Geeze, after I sent my message I came up with a few more...
Here's the -W warnings I usually (try) to run with:
-Wmissing-prototypes -Wreturn-type -Wformat -Wunused-parameter -Wunused-variable -Wunused-value -Wuninitialized -Wshadow -Wsign-compare -Wshorten-64-to-32 -Wextra -Winit-self -Wsequence-point -Wswitch-default -Wstrict-aliasing=2 -Wundef -Wpointer-arith -Wbad-function-cast -Wstrict-prototypes -Wmissing-declarations -Wredundant-decls -Wunreachable-code -Wcast-align -Wdiscard-qual -Wcast-qual -Wstrict-overflow=5
"32 <-> 64 bit issues / potential problems".
The warning flag '-Wshorten-64-to-32' is a good start. '-Wconversion' is also useful when switching to 64 bits. clang can leverage 'meta-information' against the problem too, like using the knowledge that NS*Integer can switch sizes between 32 and 64 bits, but a 32 bit in assigned/passed to a NSInteger won't scale the same way. clang can help catch this potential gotchas early before they become difficult to undo/fix problems is these types of things can go silently undetected and default compiler warning levels. '-Wcast-align' is also something that can be checked/validated.
64 -> 32 bit issues is definitely a good source of checks, especially for code that must run for different archs. Your example about NSInteger is especially a good one.
I actually recently implemented a simple check relating to this topic relating to the use of CFNumberCreate. If one isn't careful with the use of this function, on a 64-bit architecture CFNumberCreate can actually fail to initialize some of the bits of the freshly created CFNumber because the integer size is greater than the integer provided by the programmer. I think a lot of little simple checks like these would be both (a) relatively easy to implement and (b) potentially catch a lot of subtle bugs.
The design of the static analysis library is to help make the implementation of these checks relatively straightforward without any deep program analysis knowledge. I myself won't be able to implement all of these checks, and hopefully as the tool evolves others will feel comfortable in implementing some of these checks as well.
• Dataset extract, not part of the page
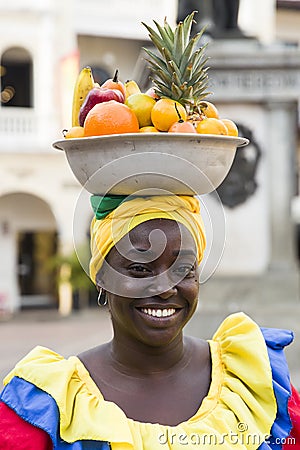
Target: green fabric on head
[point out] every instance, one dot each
(103, 205)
"Cross architecture issues"
I can't think of any off the top of my head, but collecting possible cross architecture issues patterns would be helpful.
I think this basically relates to the previous issue: APIs and type definitions can have different invariants or properties on different archs. Some of these invariants could be checked readily with static analysis.
"Possible restrict and const qualification recommendations (and validation)"
This really requires deep inter-procedure analysis, but if it's available, then clang might be able to reason certain things about the inter-procedure effects and possibilities. Const can sometimes lead to better code generation, but the real wins are usually possible with restrict. If deep inspection is possible, then some degree of validation of the use of a restrict qualified pointer is probably possible as well.
I don't have a reference off the top of my head, but I do know there was some research on doing example what you suggest. Accurately inferring const and restrict may require a fairly precise points-to analysis, which gets tricky with all the messiness of C. That said, this is something that could potentially be done, at least in some localized cases.
Actually, since you're obviously deep down in the guts of the grammar and compiler interactions, maybe you can offer an opinion on the following: Historically Objective-C was effectively nothing more than a fancy pre-processor front end the C compiler. In fact, there was often a trivial one to one mapping from an Objective-C statement to a plain C statement.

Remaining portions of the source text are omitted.